But Ajagajantharam is a more great piece of logistics and a sensory experience than a movie. It is about the events that happen over the course of one night in a big venue with a large gathering. The nocturnal frames, the camera angles as well as the use of lighting and music create an authentic cinematic experience on screen. Making this kind of film requires great crowd-control expertise. But the movie does not quite work because it lacks substance.


For such an action film to work, we must feel the emotions of the characters who are involved in the brawl, or some tension should precede each set-piece. Here, you do not feel their emotions, and the movie has little tension. Besides, writers Kichu Tellus and Vineeth Vishwam offer us little in the way of plot. I am not saying that you need a story to propel a narrative. A film can also work as a concept-driven experience if the concept and characters are strong enough. That is not the case here.


The movie has a long number of actors that exceeds even Angamaly Diaries. Antony Varghese, Kichu Tellus, Sabumon Abdusamad, Arjun Ashokan and Jaffar Idukki play the characters with more screen space.
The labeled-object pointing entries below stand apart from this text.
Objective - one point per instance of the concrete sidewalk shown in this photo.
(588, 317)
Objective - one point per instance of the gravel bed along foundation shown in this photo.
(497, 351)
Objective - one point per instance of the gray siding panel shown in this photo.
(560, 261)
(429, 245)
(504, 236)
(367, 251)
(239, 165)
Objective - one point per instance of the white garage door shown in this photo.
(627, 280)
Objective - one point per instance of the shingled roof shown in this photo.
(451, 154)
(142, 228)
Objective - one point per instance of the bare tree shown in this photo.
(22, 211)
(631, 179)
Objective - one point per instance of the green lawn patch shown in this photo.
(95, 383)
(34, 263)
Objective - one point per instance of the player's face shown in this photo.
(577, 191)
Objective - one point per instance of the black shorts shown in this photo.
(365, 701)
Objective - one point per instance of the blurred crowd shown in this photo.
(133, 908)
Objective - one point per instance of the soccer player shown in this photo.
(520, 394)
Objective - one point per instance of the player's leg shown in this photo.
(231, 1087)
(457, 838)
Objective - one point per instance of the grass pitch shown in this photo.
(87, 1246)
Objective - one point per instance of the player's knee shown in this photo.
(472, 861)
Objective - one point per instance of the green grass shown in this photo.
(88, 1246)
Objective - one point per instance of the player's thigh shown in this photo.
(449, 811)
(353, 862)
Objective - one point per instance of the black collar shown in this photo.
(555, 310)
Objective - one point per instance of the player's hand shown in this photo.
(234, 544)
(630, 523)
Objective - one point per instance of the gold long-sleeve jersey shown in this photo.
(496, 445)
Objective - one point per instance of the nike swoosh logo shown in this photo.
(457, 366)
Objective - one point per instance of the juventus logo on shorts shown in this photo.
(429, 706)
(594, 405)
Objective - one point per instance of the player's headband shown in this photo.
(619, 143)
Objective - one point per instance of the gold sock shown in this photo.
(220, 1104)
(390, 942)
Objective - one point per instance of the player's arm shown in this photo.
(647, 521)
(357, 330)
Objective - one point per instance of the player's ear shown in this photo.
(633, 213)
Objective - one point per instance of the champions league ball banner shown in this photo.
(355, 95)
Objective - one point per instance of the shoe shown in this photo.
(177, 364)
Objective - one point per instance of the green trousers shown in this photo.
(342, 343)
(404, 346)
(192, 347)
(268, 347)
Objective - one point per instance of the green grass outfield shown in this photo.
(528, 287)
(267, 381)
The performances from the actors are all well and good, and none of them plays fleshed-out characters. Besides, when the action stops after the intermission point, the screenplay drags.


Now, that is not to say the film is a total write-off. I like what Pappachan does with an elephant here, which again involves a remarkable level of craft and control over logistics. If all you want from a movie is 2 hours of non-stop action, you may enjoy a lot of Ajagajantharam. It is just that I have not enjoyed the movie.